In [1]:
# Name: Zhihao Zhang
# NetID: zz2432
%matplotlib inline
import numpy as np
import math
import matplotlib.pyplot as plt
from sklearn import preprocessing
from sklearn.model_selection import train_test_split

from scipy.sparse import csr_matrix
from cvxopt import matrix, solvers
solvers.options['show_progress'] = False

### My impelmentation of Gaussian Kernel on SVM

Instead of linear kernel we implemented in class. We modified Kernel function to Gaussian_kernel, where xi is the data point, xj is the landmark. Here we assume the landmark l1 = x1, l2 = x2, ...ln = xn.

Because of use of Gaussian kernel, we need to pick sigma parameter. In the kernel_svm function, everything else is the same as we did in the homework except for computing x.T.x. term.
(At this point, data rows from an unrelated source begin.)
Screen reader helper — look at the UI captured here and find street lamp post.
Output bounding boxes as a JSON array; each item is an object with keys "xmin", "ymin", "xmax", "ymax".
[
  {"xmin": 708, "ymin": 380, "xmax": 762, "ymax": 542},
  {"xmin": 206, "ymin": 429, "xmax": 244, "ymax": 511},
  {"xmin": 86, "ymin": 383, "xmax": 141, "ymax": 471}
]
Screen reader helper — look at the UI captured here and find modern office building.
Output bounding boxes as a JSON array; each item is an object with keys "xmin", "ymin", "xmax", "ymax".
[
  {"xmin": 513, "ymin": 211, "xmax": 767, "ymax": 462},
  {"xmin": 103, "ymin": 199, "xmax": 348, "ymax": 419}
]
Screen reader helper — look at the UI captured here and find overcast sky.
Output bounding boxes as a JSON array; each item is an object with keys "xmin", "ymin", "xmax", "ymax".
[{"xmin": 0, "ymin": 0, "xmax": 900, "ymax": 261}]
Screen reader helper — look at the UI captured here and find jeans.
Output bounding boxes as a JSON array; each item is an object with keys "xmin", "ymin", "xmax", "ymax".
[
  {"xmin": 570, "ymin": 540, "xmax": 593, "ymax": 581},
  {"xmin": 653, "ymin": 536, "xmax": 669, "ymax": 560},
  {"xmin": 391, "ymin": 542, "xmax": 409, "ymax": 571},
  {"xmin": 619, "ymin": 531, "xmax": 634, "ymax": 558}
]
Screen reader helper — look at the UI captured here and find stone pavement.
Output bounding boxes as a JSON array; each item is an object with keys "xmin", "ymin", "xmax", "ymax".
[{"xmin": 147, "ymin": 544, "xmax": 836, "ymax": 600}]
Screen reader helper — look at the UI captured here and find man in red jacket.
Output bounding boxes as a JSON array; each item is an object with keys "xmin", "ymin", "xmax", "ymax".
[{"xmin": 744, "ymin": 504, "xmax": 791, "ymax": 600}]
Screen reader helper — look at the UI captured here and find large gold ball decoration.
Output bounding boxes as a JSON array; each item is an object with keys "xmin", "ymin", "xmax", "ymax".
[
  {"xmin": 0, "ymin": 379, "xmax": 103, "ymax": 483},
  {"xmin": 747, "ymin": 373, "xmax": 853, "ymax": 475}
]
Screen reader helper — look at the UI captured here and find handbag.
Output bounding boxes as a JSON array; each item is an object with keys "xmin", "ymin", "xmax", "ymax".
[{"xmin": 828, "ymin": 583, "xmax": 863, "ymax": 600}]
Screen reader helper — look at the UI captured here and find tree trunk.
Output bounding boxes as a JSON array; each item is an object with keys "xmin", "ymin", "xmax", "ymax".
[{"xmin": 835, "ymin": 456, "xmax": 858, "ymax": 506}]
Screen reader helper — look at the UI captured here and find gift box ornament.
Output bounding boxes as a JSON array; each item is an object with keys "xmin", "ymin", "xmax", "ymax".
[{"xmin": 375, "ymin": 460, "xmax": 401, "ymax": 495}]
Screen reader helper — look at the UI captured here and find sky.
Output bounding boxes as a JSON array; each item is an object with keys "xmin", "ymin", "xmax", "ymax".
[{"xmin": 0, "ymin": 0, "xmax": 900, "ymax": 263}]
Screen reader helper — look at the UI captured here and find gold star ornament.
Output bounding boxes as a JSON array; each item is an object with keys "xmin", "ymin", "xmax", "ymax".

We loop through all the datapoints then loop through all the landmarks, calculate the gaussian between them and assign it back. 

compute_classification_boundary is the same in the homework, which return w and w0 for us.

In f_dual function, instead of finding support vectors based on alphas, we directly use w and w0 to decide our prediction for a given datapoints.

In [2]:
def Gaussian_Kernel(xi, xj, sigma):
    return np.exp(-(xi-xj).T.dot(xi-xj) / (2*sigma**2))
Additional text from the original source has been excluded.